Pegasus infects iPhones and Android devices without the user knowing that the spyware has been installed – it can be installed without a click – and helps secretly activate the phone’s microphone, extracts messages, photos, emails and call log details.
A specific number’s presence on the list of 50,000 does not necessarily reveal “whether a device was infected with Pegasus or subject to an attempted hack”, noted the Guardian, one of the media partners given access to the leaked list. However, it added, “the consortium believes the data is indicative of the potential targets NSO’s government clients identified in advance of possible surveillance attempts”.
The consortium sought to verify the list by contacting a number of those involved and running forensic checks on their phones. Amnesty International Security Lab’s forensic analyses found results that were “consistent with past analyses of journalists targeted through NSO’s spyware, including the dozens of journalists allegedly hacked in the UAE and Saudi Arabia and identified by Citizen Lab in December of last year”.
Claudio Guarnieri, director of Amnesty International’s Security Lab, said: “There are a bunch of different pieces, essentially, and they all fit together very well.

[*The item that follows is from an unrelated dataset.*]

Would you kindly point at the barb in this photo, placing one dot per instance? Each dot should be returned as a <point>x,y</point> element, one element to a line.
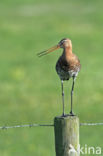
<point>91,124</point>
<point>31,125</point>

There’s no doubt in my mind that what we’re looking at is Pegasus because the characteristics are very distinct and all of the traces that we see confirm each other.”
In India, the investigation revealed that at least 40 Indian journalists as well as opposition leaders, two serving government ministers and a sitting Supreme Court justice were selected as targets of an NSO client “that appears to be the Indian government,” according to the analysis of the leaked data.
The Indian government issued a lengthy statement on Sunday in which it neither confirmed nor denied being a client of NSO Group, but rejected the suggestion that it had ever illegally intercepted data and called the right to privacy “a fundamental right”. “The allegations regarding government surveillance on specific people have no concrete basis or truth associated with it whatsoever,” it said.
According to NSO Group’s Transparency and Responsibility report, released in June 2021, the company has 60 clients in 40 countries around the world. And the company maintains that Pegasus is “not a mass surveillance technology, and only collects data from the mobile devices of specific individuals, suspected to be involved in serious crime and terror”.
The consortium said it would publish more details of the identities of individuals whose numbers were included on the leaked list in the coming days.